Tornando al reato di “omicidio stradale” l’Associazione sostenitori Polstrada (Asaps) ha espresso «tutta la sua soddisfazione per l’apertura del ministro dei Trasporti» Su questa materia «l’Asaps ha contribuito, con le associazioni fiorentine Lorenzo Guarnieri e Gabriele Borgogni, alla raccolta di 57.000 firme, consegnate nei giorni scorsi al  Mario Valducci». La soddisfazione è la più ampia, sottolinea il presidente Giordano Biserni, «anche perché ci auguriamo che l’impegno o quanto meno la riflessione del ministro Passera, dopo quello dell’ex ministro dell’Interno Roberto Maroni dell’agosto scorso, serva a sbloccare la situazione statica del provvedimento incardinato nella proposta di legge delega per la riforma del Codice della strada, un provvedimento dal prevedibile itinerario lungo e complesso.
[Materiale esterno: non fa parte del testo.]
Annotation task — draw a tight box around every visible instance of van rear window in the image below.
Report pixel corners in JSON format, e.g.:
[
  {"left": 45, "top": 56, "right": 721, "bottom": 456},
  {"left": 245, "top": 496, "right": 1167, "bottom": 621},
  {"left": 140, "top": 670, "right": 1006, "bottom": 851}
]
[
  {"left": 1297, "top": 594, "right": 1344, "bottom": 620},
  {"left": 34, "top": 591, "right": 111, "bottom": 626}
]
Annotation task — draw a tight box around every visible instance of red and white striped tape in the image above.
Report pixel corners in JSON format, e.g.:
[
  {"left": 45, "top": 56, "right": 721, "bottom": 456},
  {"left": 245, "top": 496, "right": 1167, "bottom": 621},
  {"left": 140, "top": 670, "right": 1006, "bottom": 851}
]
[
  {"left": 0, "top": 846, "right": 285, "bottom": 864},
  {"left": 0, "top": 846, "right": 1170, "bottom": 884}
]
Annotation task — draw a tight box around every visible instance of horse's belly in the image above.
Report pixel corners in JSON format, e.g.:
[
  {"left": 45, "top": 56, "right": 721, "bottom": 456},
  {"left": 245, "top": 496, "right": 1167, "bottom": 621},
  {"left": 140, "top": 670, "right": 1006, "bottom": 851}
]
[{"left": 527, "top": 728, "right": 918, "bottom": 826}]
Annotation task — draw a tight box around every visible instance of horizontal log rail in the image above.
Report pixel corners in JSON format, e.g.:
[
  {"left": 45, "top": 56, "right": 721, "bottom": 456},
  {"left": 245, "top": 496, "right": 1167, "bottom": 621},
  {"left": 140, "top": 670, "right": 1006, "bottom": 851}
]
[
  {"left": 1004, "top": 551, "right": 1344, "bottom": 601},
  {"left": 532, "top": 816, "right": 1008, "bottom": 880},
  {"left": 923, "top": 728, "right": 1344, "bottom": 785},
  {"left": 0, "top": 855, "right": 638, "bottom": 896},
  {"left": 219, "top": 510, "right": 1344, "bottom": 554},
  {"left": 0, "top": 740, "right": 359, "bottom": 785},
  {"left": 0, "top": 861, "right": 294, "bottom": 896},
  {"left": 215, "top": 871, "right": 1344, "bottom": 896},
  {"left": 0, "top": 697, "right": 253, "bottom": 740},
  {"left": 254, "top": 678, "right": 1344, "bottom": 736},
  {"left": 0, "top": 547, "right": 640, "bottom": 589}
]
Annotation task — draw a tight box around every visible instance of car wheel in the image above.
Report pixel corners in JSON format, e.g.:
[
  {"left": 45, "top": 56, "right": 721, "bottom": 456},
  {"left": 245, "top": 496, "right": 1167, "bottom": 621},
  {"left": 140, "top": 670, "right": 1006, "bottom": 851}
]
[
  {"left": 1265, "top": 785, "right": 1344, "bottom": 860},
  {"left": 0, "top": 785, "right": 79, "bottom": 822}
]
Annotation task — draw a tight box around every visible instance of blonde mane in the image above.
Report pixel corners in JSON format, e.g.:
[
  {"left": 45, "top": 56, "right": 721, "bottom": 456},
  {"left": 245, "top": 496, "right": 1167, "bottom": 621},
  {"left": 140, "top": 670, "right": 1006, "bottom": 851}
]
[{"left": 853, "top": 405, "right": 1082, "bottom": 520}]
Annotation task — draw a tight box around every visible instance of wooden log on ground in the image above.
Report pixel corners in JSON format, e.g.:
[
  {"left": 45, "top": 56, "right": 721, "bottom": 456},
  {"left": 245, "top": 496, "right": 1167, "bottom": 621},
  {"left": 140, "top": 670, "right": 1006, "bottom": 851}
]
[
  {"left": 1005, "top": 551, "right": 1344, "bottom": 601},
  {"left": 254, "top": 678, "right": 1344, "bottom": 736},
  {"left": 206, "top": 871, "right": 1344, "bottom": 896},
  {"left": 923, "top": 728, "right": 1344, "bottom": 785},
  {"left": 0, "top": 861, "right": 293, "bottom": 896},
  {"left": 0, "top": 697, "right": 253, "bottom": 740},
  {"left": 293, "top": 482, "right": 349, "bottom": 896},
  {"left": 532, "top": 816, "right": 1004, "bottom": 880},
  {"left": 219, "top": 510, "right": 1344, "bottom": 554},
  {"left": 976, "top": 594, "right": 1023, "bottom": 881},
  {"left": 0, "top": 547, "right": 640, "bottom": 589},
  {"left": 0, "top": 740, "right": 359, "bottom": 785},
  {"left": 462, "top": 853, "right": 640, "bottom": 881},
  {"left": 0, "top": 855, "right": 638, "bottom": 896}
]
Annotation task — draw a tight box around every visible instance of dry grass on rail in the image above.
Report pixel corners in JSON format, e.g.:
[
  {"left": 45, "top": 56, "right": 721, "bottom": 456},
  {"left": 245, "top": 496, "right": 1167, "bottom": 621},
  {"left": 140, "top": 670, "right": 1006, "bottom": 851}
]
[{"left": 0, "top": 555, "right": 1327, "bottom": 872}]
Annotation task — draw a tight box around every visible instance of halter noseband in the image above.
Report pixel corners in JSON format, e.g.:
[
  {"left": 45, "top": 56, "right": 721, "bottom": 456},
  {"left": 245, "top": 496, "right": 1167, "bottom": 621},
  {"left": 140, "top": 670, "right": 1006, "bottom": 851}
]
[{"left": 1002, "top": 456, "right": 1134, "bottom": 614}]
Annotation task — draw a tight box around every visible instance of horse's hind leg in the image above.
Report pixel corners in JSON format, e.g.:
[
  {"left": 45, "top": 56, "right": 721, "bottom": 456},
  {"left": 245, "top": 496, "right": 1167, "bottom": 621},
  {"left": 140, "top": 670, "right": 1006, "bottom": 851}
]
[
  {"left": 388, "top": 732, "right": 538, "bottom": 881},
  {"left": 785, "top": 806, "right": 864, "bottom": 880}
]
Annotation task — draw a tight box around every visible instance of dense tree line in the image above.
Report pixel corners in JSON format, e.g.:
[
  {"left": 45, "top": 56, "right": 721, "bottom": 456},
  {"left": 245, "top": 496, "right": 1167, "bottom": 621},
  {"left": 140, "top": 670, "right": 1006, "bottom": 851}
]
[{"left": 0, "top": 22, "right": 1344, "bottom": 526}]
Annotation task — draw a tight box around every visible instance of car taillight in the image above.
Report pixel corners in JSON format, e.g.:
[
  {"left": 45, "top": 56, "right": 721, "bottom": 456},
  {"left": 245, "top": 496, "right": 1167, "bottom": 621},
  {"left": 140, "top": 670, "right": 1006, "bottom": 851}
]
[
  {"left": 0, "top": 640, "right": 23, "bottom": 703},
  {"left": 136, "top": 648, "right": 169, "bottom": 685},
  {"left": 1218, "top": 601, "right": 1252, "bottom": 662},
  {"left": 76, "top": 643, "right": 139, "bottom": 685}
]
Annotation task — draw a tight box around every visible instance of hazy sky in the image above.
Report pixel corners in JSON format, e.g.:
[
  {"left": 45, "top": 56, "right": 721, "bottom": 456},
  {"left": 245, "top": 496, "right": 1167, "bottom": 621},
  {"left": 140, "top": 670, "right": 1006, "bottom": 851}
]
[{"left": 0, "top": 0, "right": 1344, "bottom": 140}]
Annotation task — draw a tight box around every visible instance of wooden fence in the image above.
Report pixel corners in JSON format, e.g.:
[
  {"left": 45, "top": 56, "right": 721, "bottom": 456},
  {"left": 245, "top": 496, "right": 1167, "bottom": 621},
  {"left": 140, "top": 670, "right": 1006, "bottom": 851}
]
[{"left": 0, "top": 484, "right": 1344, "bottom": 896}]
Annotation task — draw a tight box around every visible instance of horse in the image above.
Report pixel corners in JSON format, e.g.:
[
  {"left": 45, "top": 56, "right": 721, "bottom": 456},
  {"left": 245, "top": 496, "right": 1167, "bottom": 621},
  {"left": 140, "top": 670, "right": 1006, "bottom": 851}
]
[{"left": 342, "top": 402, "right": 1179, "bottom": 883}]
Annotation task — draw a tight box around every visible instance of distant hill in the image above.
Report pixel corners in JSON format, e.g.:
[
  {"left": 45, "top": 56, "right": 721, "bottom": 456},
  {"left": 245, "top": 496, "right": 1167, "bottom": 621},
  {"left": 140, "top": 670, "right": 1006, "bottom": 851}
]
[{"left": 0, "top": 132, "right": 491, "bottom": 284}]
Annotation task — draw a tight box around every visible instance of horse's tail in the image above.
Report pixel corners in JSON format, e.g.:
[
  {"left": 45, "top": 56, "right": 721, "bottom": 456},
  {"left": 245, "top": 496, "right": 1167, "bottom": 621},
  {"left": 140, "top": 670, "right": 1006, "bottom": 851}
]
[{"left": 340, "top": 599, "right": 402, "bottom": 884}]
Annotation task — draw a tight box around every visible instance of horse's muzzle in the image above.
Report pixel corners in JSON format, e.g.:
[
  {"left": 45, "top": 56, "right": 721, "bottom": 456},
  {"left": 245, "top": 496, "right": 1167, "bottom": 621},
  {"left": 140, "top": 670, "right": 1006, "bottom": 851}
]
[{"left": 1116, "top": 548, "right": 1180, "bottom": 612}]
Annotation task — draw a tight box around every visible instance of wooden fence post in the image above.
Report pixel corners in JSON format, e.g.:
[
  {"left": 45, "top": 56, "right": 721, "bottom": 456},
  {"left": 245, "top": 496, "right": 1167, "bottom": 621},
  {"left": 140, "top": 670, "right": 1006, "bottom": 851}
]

L’ebbrezza per alcol e l’uso di sostanze stupefacenti continuano a proiettare la loro ombra sinistra su molte tragedie della strada (da ultimo quella di Terracina di domenica), anche se nel nostro Paese non se ne ha una esatta contezza. Infatti, incredibilmente, dal 2009 i dati ufficiali delle cause degli incidenti non contengono la specifica voce dei sinistri determinati dalla condizione di ebbrezza dei conducenti». Soccorrono però e sono indicativi, sottolinea Biserni, alcuni dati provenienti dagli Osservatori il Centauro-Asaps curati dall’associazione forlivese. «Per la pirateria stradale – un segmento limitato del totale dell’incidentalità nel quale nel 2011 abbiamo registrato 852 episodi significativi con 995 feriti e 127 morti – l’alcol e la droga emergono nel 35% dei 124 episodi mortali. E si deve evidenziare che parliamo dei soli casi in cui è stato possibile sottoporre il pirata alla prova con l’etilometro poco dopo l’evento. Nei casi in cui il pirata viene identificato a distanza di giorni o settimane la verifica non si può fare». Secondo le proiezioni Asaps, «la pirateria grave alcol-narco correlata sfiora sicuramente il 50% di questi incidenti». Anche negli incidenti determinati dai contromano nelle autostrade o superstrade nel 2011, il 24% dei conducenti è risultato positivo all’alcol e/o alla droga. E ancora, nel 34% delle aggressioni su strada agli agenti, il conducente è ubriaco e/o drogato.
«Siamo di fronte a dati più che sufficienti – conclude Biserni – per rendere evidente il fattore di rischio dell’alcol e della droga sulla strada, per questo servono condanne certe per chi uccide in condizioni di ebbrezza elevata o droga e l’ergastolo della patente».